Selain itu, ada unsur pasal lain yakni memperdagangkan barang yang tidak memenuhi atau tidak sesuai dengan standar yang dipersyaratkan dan ketentuan peraturan perundang-undangan. Sebagaimana diatur dalam Pasal 62 ayat (1) Jo. Pasal 8 ayat (1) huruf a Undang-Undang RI Nomor 8 Tahun 1999 tentang Perlindungan Konsumen yang diancam dengan pidana penjara paling lama 5 (lima) tahun atau pidana denda paling banyak dua miliar rupiah.
Penny menerangkan bahwa bahan baku Propilen Glikol yang dipakai PT Yarindo produksi DOW Chemical Thailand LTD dari CV Budiarta.Sedangkan PT Universal membeli bahan baku Propilen Glikol produksi dari DOW Chemical Thailand LTD dari PT Logicom Solutions.

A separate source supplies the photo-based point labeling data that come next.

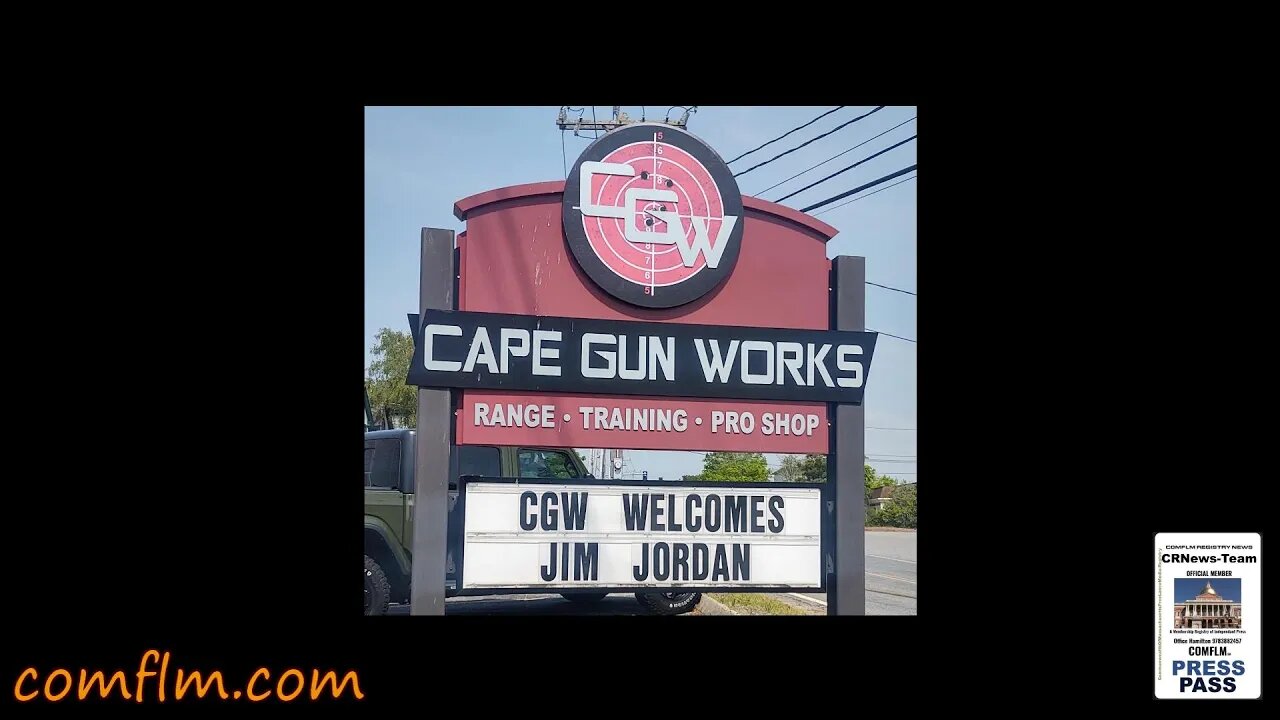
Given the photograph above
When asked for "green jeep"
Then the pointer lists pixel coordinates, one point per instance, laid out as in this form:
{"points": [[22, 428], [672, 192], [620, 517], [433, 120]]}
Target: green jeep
{"points": [[389, 513]]}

Pada PT Yarindo ditemukan sederet barang bukti, seperti Flurin DMP Sirup (2.930 botol), Bahan Baku Propilen Glikol produksi DOW Chemical Thailand LTD (44,992 Kg), Bahan Pengemas Flurin DMP Sirup (110.776 pcs), dan sejumlah dokumen (catatan bets produksi Flurin DMP Sirup dan sertifikat analisis bahan baku Propilen Glikol).